Su cuerpo, solo cubierto con la camisola, parecía tener su aprobación.
—Querida, Dios la ha bendecido con una figura perfecta. Ya entiendo por qué el señor Rourke se ha vuelto loco con sus encantos. Ahora debemos intentar sacar el mejor partido de lo que le ha dado la naturaleza. Su prometido tiene muy claro lo que quiere, en especial en lo que concierne a sus deshabilles y lencería. Ha ordenado que solo usemos seda francesa en sus camisolas, medias, corsés y camisones. Debemos complacerle… Es muy afortunada por estar a punto de casarse con un hombre así… Tan entregado.
Eligió entre las prendas que le sugería madame Trulier. Había batas de mañana, capas, trajes de montar, abrigos. Madame insistió en que adquiriera varios camisones confeccionados con las más finas telas; prendas hermosas pero apenas capaces de cubrir lo necesario. Sintió que de nuevo la invadía aquel rubor traicionero cuando se imaginó poniéndoselas para Darius.
—El señor Rourke eligió personalmente este chal para usted. Se lo llevará puesto —anunció madame Trulier.

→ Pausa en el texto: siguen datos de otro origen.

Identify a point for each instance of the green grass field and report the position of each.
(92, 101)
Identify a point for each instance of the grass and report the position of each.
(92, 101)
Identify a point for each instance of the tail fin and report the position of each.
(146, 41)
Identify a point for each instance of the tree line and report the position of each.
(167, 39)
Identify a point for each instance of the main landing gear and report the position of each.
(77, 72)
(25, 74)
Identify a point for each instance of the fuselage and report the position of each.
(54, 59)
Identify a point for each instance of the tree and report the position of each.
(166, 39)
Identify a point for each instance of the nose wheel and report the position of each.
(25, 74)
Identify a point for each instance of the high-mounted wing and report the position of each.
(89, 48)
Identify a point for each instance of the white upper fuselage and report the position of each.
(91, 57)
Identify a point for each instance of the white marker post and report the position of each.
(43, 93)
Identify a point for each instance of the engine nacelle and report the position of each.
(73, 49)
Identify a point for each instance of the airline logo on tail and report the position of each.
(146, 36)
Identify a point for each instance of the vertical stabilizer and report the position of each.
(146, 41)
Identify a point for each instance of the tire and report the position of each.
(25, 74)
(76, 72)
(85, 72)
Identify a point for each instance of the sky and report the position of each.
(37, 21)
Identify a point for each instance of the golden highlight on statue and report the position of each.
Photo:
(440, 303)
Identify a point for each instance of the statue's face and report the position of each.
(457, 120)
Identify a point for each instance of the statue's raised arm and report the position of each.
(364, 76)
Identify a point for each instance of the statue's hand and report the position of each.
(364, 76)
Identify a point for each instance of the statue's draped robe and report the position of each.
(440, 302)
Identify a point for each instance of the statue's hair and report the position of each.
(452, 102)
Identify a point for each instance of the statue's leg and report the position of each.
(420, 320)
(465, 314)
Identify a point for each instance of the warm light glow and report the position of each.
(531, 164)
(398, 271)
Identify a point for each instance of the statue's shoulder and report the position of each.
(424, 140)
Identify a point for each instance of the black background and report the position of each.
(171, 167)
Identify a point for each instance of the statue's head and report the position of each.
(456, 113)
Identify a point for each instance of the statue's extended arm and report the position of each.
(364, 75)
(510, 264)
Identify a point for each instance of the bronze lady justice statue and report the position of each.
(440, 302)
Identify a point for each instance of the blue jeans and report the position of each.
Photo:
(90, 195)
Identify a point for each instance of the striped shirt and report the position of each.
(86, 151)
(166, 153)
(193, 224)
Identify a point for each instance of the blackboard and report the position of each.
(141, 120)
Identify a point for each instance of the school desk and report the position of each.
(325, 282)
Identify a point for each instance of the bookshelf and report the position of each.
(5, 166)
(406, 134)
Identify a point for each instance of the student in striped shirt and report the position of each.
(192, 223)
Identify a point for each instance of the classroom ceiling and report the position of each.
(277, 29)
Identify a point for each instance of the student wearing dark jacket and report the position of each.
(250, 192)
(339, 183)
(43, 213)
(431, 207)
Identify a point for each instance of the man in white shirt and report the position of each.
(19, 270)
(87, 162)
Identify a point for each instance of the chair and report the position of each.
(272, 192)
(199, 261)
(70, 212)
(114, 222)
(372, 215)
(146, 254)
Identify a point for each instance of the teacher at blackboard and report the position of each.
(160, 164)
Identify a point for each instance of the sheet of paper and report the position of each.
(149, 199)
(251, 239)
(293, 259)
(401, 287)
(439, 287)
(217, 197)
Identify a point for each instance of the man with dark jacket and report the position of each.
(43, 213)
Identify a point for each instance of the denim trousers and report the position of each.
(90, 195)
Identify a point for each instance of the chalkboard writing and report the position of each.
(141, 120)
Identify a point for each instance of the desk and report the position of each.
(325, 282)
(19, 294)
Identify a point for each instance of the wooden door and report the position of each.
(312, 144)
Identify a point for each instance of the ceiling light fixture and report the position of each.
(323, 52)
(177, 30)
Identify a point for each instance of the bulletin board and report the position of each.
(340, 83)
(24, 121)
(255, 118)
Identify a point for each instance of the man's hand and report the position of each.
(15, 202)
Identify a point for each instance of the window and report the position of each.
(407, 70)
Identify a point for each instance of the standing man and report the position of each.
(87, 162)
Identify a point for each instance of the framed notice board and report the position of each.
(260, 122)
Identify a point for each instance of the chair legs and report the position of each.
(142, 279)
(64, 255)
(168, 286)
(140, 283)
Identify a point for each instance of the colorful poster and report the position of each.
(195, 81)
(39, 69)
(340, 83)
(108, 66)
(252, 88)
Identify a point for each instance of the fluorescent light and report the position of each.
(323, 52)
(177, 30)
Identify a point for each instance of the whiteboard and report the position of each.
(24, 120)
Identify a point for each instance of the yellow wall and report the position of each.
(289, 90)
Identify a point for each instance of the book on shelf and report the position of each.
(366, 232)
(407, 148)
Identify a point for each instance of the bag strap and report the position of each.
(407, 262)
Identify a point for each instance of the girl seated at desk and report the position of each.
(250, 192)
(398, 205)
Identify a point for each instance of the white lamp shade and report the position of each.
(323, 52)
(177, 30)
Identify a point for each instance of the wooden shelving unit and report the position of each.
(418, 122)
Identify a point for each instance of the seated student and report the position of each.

La pesada tela era una obra de arte de seda azul de la India, tejida siguiendo un intrincado diseño. Contenía hilos de múltiples colores: violetas, lavanda, morados, que despedían destellos iridiscentes. A ella le encantó. Los flecos ondularon delicadamente cuando rozó con los dedos el delicado regalo. De repente, se apoderó de ella el deseo de llevar puesto aquel chal para Darius. Quería que la viera con él, que supiera que lo hacía por él, por complacerlo.
«Soy incapaz de resistirme a sus encantos y él lo sabe muy bien».